Real Estate Report - 03/08/09, 12:00pm EST

Real Estate


This week we look at two suburbs in Perth that are offering solid rental yields as rental prices improve. And in the first part of our interview with BankWest Chief Executive of Retail, Ian Corfield, Ian talks to us about what the BankWest Key Worker Housing Affordability report revealed. And in this week’s tax tip we look at claiming the main resident exemption for capital gains tax when you sell a property.

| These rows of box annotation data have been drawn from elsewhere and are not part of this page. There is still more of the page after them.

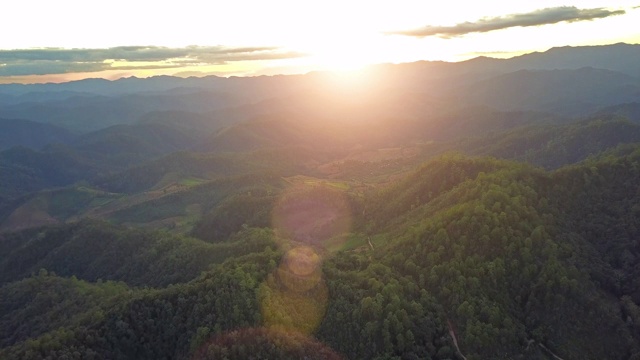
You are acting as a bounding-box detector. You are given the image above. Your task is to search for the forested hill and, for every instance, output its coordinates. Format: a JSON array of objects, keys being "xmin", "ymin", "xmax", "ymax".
[
  {"xmin": 0, "ymin": 149, "xmax": 640, "ymax": 359},
  {"xmin": 0, "ymin": 44, "xmax": 640, "ymax": 360}
]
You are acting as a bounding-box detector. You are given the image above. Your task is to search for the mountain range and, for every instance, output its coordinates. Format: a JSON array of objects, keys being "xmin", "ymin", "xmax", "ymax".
[{"xmin": 0, "ymin": 44, "xmax": 640, "ymax": 360}]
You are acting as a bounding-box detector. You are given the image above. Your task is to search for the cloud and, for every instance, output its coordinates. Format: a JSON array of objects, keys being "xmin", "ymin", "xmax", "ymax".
[
  {"xmin": 0, "ymin": 46, "xmax": 304, "ymax": 76},
  {"xmin": 387, "ymin": 6, "xmax": 625, "ymax": 38}
]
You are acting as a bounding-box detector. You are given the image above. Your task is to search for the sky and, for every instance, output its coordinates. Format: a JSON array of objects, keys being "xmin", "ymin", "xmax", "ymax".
[{"xmin": 0, "ymin": 0, "xmax": 640, "ymax": 83}]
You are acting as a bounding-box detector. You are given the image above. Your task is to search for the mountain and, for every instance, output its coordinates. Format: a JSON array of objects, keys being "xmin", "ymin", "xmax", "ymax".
[
  {"xmin": 0, "ymin": 119, "xmax": 75, "ymax": 151},
  {"xmin": 0, "ymin": 44, "xmax": 640, "ymax": 360},
  {"xmin": 457, "ymin": 68, "xmax": 640, "ymax": 116}
]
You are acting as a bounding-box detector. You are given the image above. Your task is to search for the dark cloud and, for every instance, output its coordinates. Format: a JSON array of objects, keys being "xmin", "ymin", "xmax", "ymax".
[
  {"xmin": 0, "ymin": 46, "xmax": 304, "ymax": 76},
  {"xmin": 388, "ymin": 6, "xmax": 625, "ymax": 38}
]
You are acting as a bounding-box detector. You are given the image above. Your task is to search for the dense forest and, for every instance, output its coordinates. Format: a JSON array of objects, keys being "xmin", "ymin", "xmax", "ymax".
[{"xmin": 0, "ymin": 43, "xmax": 640, "ymax": 360}]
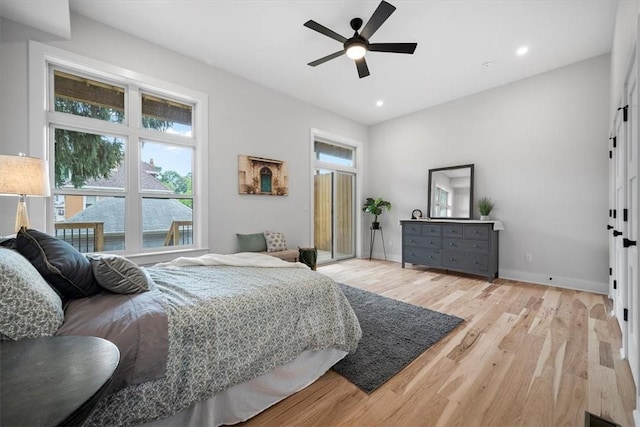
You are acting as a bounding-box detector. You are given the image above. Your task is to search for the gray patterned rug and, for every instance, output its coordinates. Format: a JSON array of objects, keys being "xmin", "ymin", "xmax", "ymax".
[{"xmin": 332, "ymin": 284, "xmax": 464, "ymax": 393}]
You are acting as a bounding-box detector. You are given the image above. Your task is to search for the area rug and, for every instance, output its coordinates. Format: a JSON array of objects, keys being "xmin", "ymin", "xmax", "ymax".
[{"xmin": 332, "ymin": 284, "xmax": 463, "ymax": 393}]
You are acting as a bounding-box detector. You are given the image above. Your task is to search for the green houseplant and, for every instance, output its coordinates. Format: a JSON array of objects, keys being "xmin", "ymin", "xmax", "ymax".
[
  {"xmin": 362, "ymin": 197, "xmax": 391, "ymax": 230},
  {"xmin": 478, "ymin": 197, "xmax": 496, "ymax": 221}
]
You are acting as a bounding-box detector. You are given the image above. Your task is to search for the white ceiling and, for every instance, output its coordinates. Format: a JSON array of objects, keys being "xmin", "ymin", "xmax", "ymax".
[{"xmin": 0, "ymin": 0, "xmax": 616, "ymax": 124}]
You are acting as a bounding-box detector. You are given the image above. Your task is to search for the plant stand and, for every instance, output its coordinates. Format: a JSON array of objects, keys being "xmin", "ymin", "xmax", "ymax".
[{"xmin": 369, "ymin": 226, "xmax": 387, "ymax": 261}]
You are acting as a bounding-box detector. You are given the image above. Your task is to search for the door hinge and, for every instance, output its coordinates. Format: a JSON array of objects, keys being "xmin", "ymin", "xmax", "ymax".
[{"xmin": 618, "ymin": 105, "xmax": 629, "ymax": 122}]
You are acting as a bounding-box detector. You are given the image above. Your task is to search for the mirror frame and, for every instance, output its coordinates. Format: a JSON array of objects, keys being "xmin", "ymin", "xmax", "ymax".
[{"xmin": 427, "ymin": 163, "xmax": 474, "ymax": 220}]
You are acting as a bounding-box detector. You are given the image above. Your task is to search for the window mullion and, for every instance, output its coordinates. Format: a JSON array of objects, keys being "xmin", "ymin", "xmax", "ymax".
[{"xmin": 125, "ymin": 86, "xmax": 142, "ymax": 253}]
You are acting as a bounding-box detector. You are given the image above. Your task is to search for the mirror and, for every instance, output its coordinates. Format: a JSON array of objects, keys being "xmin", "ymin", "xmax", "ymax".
[{"xmin": 427, "ymin": 164, "xmax": 473, "ymax": 219}]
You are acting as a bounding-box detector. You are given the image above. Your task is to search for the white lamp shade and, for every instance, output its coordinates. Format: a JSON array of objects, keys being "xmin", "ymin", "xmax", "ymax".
[{"xmin": 0, "ymin": 155, "xmax": 51, "ymax": 196}]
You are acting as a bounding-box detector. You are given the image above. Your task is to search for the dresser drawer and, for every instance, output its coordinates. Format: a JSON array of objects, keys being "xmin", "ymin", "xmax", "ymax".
[
  {"xmin": 404, "ymin": 248, "xmax": 441, "ymax": 266},
  {"xmin": 402, "ymin": 224, "xmax": 423, "ymax": 234},
  {"xmin": 422, "ymin": 224, "xmax": 442, "ymax": 237},
  {"xmin": 442, "ymin": 224, "xmax": 462, "ymax": 239},
  {"xmin": 442, "ymin": 239, "xmax": 489, "ymax": 254},
  {"xmin": 404, "ymin": 234, "xmax": 442, "ymax": 249},
  {"xmin": 463, "ymin": 225, "xmax": 489, "ymax": 240},
  {"xmin": 442, "ymin": 249, "xmax": 489, "ymax": 273}
]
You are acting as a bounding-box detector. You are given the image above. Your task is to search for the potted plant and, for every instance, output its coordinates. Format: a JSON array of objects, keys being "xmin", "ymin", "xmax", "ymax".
[
  {"xmin": 478, "ymin": 197, "xmax": 496, "ymax": 221},
  {"xmin": 362, "ymin": 197, "xmax": 391, "ymax": 230}
]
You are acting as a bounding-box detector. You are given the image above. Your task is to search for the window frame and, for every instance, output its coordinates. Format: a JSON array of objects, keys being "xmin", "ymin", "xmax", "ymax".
[{"xmin": 29, "ymin": 41, "xmax": 208, "ymax": 263}]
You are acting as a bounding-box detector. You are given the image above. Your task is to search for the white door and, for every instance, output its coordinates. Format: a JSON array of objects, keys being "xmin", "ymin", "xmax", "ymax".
[
  {"xmin": 610, "ymin": 109, "xmax": 633, "ymax": 358},
  {"xmin": 620, "ymin": 54, "xmax": 640, "ymax": 388}
]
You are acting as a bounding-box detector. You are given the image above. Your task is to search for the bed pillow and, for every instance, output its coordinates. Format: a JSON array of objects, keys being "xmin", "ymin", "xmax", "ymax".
[
  {"xmin": 87, "ymin": 255, "xmax": 152, "ymax": 294},
  {"xmin": 264, "ymin": 231, "xmax": 287, "ymax": 252},
  {"xmin": 236, "ymin": 233, "xmax": 267, "ymax": 252},
  {"xmin": 0, "ymin": 248, "xmax": 64, "ymax": 340},
  {"xmin": 16, "ymin": 228, "xmax": 100, "ymax": 301}
]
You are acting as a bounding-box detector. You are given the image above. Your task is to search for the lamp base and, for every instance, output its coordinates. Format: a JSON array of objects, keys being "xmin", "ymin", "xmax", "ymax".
[{"xmin": 16, "ymin": 195, "xmax": 29, "ymax": 233}]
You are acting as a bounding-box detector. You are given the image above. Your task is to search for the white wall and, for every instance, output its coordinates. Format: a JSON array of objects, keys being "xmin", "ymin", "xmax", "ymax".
[
  {"xmin": 364, "ymin": 55, "xmax": 610, "ymax": 293},
  {"xmin": 609, "ymin": 0, "xmax": 640, "ymax": 118},
  {"xmin": 0, "ymin": 15, "xmax": 367, "ymax": 253}
]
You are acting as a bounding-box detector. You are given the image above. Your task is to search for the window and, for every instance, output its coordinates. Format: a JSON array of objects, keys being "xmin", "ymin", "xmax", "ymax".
[{"xmin": 30, "ymin": 42, "xmax": 207, "ymax": 255}]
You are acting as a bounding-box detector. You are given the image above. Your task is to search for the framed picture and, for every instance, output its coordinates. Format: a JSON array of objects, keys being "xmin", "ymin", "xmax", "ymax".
[{"xmin": 238, "ymin": 154, "xmax": 289, "ymax": 196}]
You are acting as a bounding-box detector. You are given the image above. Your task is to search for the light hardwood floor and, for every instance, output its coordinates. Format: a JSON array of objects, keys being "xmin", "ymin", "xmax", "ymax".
[{"xmin": 245, "ymin": 260, "xmax": 635, "ymax": 427}]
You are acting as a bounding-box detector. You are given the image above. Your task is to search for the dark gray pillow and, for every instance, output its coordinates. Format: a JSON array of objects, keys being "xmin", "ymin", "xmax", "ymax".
[
  {"xmin": 16, "ymin": 228, "xmax": 100, "ymax": 302},
  {"xmin": 87, "ymin": 255, "xmax": 153, "ymax": 294},
  {"xmin": 236, "ymin": 233, "xmax": 267, "ymax": 252},
  {"xmin": 0, "ymin": 248, "xmax": 64, "ymax": 341}
]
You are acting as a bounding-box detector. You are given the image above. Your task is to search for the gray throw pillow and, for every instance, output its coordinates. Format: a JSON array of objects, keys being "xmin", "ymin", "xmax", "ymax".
[
  {"xmin": 87, "ymin": 255, "xmax": 152, "ymax": 294},
  {"xmin": 0, "ymin": 248, "xmax": 64, "ymax": 340},
  {"xmin": 16, "ymin": 228, "xmax": 100, "ymax": 302},
  {"xmin": 264, "ymin": 231, "xmax": 287, "ymax": 252},
  {"xmin": 236, "ymin": 233, "xmax": 267, "ymax": 252}
]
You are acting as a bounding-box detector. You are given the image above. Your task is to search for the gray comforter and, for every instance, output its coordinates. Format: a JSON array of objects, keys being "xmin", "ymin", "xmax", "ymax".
[{"xmin": 81, "ymin": 266, "xmax": 362, "ymax": 426}]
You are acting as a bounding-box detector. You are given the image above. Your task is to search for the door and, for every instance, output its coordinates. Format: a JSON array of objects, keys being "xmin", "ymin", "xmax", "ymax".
[
  {"xmin": 610, "ymin": 108, "xmax": 633, "ymax": 357},
  {"xmin": 313, "ymin": 140, "xmax": 357, "ymax": 263},
  {"xmin": 314, "ymin": 169, "xmax": 355, "ymax": 262},
  {"xmin": 620, "ymin": 56, "xmax": 640, "ymax": 388}
]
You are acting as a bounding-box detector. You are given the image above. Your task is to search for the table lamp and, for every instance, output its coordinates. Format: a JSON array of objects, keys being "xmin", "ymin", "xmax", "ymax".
[{"xmin": 0, "ymin": 153, "xmax": 51, "ymax": 233}]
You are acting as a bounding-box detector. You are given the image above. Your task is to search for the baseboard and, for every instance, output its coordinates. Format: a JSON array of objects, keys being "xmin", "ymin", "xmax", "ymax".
[
  {"xmin": 499, "ymin": 269, "xmax": 609, "ymax": 295},
  {"xmin": 363, "ymin": 251, "xmax": 608, "ymax": 296}
]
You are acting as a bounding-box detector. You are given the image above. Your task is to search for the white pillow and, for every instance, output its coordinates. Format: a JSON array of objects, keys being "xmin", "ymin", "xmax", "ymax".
[
  {"xmin": 0, "ymin": 248, "xmax": 64, "ymax": 340},
  {"xmin": 264, "ymin": 231, "xmax": 287, "ymax": 252}
]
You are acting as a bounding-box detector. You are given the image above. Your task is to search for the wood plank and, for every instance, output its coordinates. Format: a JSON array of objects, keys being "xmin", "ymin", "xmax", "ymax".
[{"xmin": 244, "ymin": 259, "xmax": 635, "ymax": 427}]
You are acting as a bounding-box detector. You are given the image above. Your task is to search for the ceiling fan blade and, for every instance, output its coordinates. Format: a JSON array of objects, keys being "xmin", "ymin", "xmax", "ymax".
[
  {"xmin": 356, "ymin": 57, "xmax": 369, "ymax": 78},
  {"xmin": 304, "ymin": 19, "xmax": 347, "ymax": 43},
  {"xmin": 369, "ymin": 43, "xmax": 418, "ymax": 54},
  {"xmin": 307, "ymin": 50, "xmax": 344, "ymax": 67},
  {"xmin": 360, "ymin": 0, "xmax": 396, "ymax": 40}
]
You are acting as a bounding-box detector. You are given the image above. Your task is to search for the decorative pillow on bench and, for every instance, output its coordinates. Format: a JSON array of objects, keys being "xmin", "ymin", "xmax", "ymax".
[
  {"xmin": 264, "ymin": 231, "xmax": 287, "ymax": 252},
  {"xmin": 236, "ymin": 233, "xmax": 267, "ymax": 252}
]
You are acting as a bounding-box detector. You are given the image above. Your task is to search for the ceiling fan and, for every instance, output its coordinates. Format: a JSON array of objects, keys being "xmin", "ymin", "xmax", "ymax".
[{"xmin": 304, "ymin": 0, "xmax": 418, "ymax": 78}]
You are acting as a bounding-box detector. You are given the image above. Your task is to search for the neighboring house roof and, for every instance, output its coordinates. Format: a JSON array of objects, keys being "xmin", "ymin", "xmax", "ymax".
[
  {"xmin": 66, "ymin": 197, "xmax": 193, "ymax": 233},
  {"xmin": 73, "ymin": 162, "xmax": 173, "ymax": 194}
]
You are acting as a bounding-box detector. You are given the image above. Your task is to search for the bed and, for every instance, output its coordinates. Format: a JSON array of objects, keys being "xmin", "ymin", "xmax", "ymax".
[{"xmin": 0, "ymin": 231, "xmax": 361, "ymax": 426}]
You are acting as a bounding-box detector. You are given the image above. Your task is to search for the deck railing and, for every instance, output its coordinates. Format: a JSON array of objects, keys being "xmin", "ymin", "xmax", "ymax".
[
  {"xmin": 164, "ymin": 221, "xmax": 193, "ymax": 246},
  {"xmin": 55, "ymin": 222, "xmax": 104, "ymax": 252},
  {"xmin": 55, "ymin": 221, "xmax": 193, "ymax": 253}
]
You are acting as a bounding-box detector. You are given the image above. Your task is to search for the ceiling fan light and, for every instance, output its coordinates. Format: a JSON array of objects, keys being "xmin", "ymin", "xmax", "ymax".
[{"xmin": 347, "ymin": 43, "xmax": 367, "ymax": 59}]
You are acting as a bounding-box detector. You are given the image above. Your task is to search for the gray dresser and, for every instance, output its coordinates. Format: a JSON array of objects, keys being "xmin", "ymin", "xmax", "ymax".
[{"xmin": 400, "ymin": 220, "xmax": 498, "ymax": 282}]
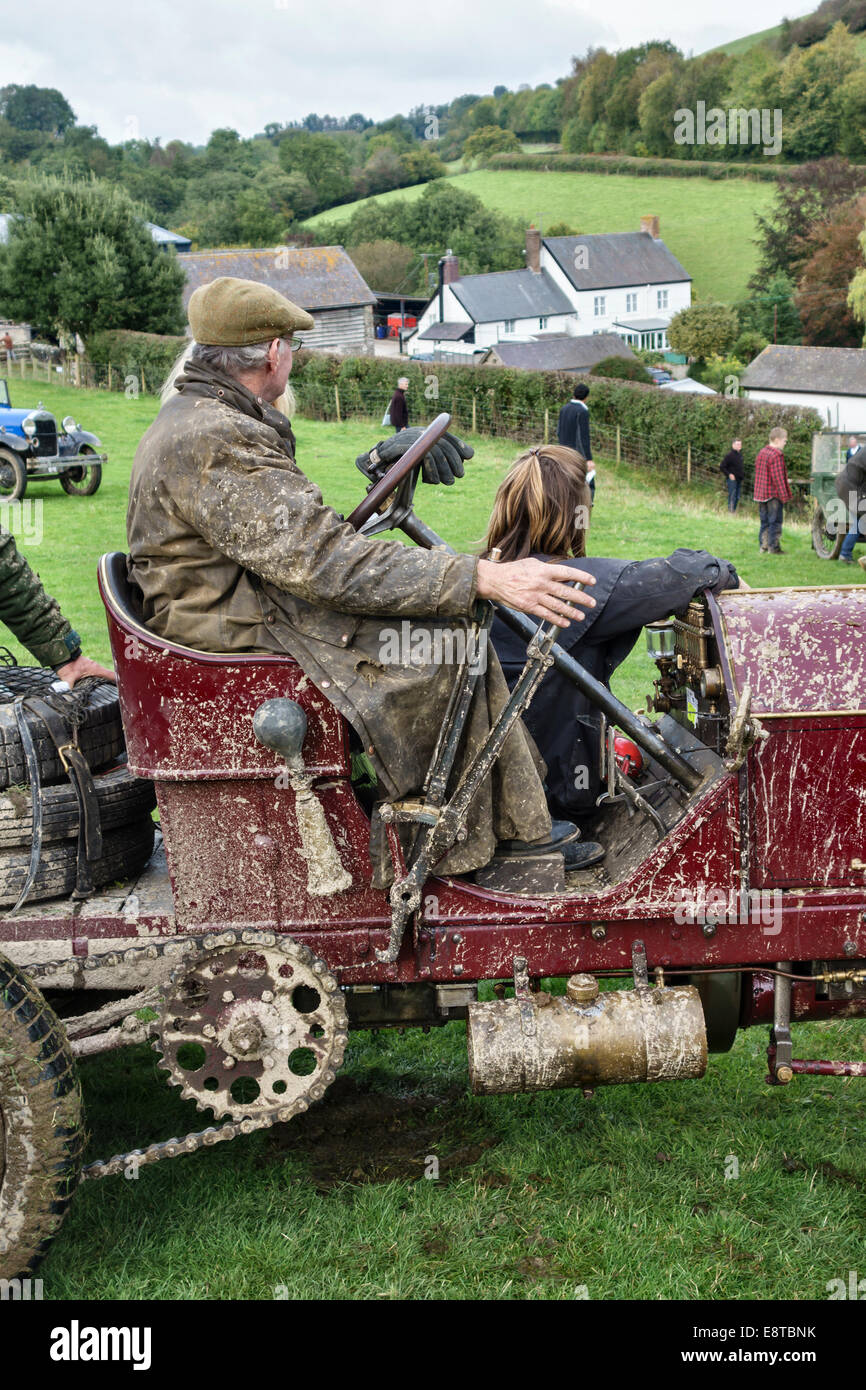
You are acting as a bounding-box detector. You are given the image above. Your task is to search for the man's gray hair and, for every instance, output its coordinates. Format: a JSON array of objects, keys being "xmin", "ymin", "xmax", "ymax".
[{"xmin": 189, "ymin": 338, "xmax": 288, "ymax": 377}]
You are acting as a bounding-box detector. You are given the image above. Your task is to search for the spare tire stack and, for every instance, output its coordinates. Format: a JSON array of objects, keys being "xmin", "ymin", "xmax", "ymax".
[{"xmin": 0, "ymin": 666, "xmax": 156, "ymax": 908}]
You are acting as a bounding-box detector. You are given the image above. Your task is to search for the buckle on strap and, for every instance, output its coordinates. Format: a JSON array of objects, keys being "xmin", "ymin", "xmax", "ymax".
[{"xmin": 57, "ymin": 744, "xmax": 75, "ymax": 773}]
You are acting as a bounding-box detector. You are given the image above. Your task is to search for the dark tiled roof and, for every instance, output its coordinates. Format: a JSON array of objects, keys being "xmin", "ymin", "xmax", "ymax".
[
  {"xmin": 449, "ymin": 270, "xmax": 574, "ymax": 324},
  {"xmin": 544, "ymin": 232, "xmax": 691, "ymax": 289},
  {"xmin": 616, "ymin": 318, "xmax": 670, "ymax": 334},
  {"xmin": 418, "ymin": 324, "xmax": 473, "ymax": 342},
  {"xmin": 740, "ymin": 343, "xmax": 866, "ymax": 396},
  {"xmin": 488, "ymin": 334, "xmax": 637, "ymax": 371},
  {"xmin": 178, "ymin": 246, "xmax": 375, "ymax": 313}
]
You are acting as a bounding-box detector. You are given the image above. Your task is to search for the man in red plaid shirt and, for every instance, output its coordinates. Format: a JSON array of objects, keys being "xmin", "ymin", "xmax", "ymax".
[{"xmin": 755, "ymin": 427, "xmax": 791, "ymax": 555}]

The Australian Bureau of Statistics released data showing a 9.3 per cent increase in building approvals for the month of June after a steep fall the month before. The latest figures from Australian Property Monitors ‘Quarterly Housing Data’ report revealed a 3.3 per cent jump in house prices in the June quarter. Sydney experienced one the biggest rises, with the median house price up 3.7 per cent in the quarter. And in a report prepared by RP Data on behalf of the Commonwealth Bank, housing affordability improved nationally in the six months to July. The report showed that it was cheaper to buy than rent in 94 suburbs across Australia. This increased to almost 203 when the boost to the First Home Owners Grant was taken into consideration.

This week we are looking at two suburbs in Perth that are both paying a solid gross rental yield and have experienced a big jump in rents in the past 12 months. The first is the house market in Mount Claremont which is about 10 kms west of the Perth CBD. Then we look at the unit data for Perth City.

47% of Mount Claremont’s dwellings are occupied by families and 40 to 59 years olds are the largest age bracket. Stand alone houses account for 63% of dwellings in the area with semi-detached houses and terraces making up 19% and flats and units accounting for 16% of property. Rental properties make up 26% of the housing market. The median house price in Mount Claremont is $725,000 dollars, which is 1.7% LESS compared to a year ago. The average growth rate over the last 5 years is 3% each year while over a ten year period it is over 11% per annum. The weekly asking rent price for a house is $675, an increase of more than 42% compared to a year earlier, bringing the gross rental yield to 4.8%.

Now let’s have a look at the unit market in Perth city. It’s a younger population with 20 to 39 years olds making up 41% of residents. 45% of properties are lived in by singles with families making up another 37%. Units are the most common property type at 35% of properties while stand alone houses make up 28% and semis and terraces account for 24% of properties. It is mainly a renter’s suburb with rental properties making up a high 55% of the housing market in Perth city. The median unit price in Perth is $397,500 dollars, which is more than 9% LESS than a year ago. The average growth rate over the last 5 years however has been over 16% p.a. while over a ten year period it is almost 12% per annum. Units are taking about 91 days to sell and when do, they are selling for a 9.7% discount to asking price. The weekly asking rent price is $500, which is a jump of over 16% on a year ago, bringing the gross rental yield to 6.5%. When you sell an investment property you have to calculate and pay capital gains tax except if it is your principle place of residence, in which case you are exempt from capital gains. However, there are a couple of things to look out for when claiming the main residence exemption to make sure you are eligible for the exemption. You may not be entitled to the full main residence exemption if you: acquired the home on or after 20 September 1985 AND used part of the home to produce income at some time during the period you owned it - this could include renting out a room to a flat mate or tenant or using it as a business office – AND you would have been entitled to deduct interest if you had a mortgage on the property. This is known as the interest deductibility test. So, if you have sold a property in the last financial year that was used as your main residence and you also derived income from it at any time during your ownership, speak to an accountant and get the right advice.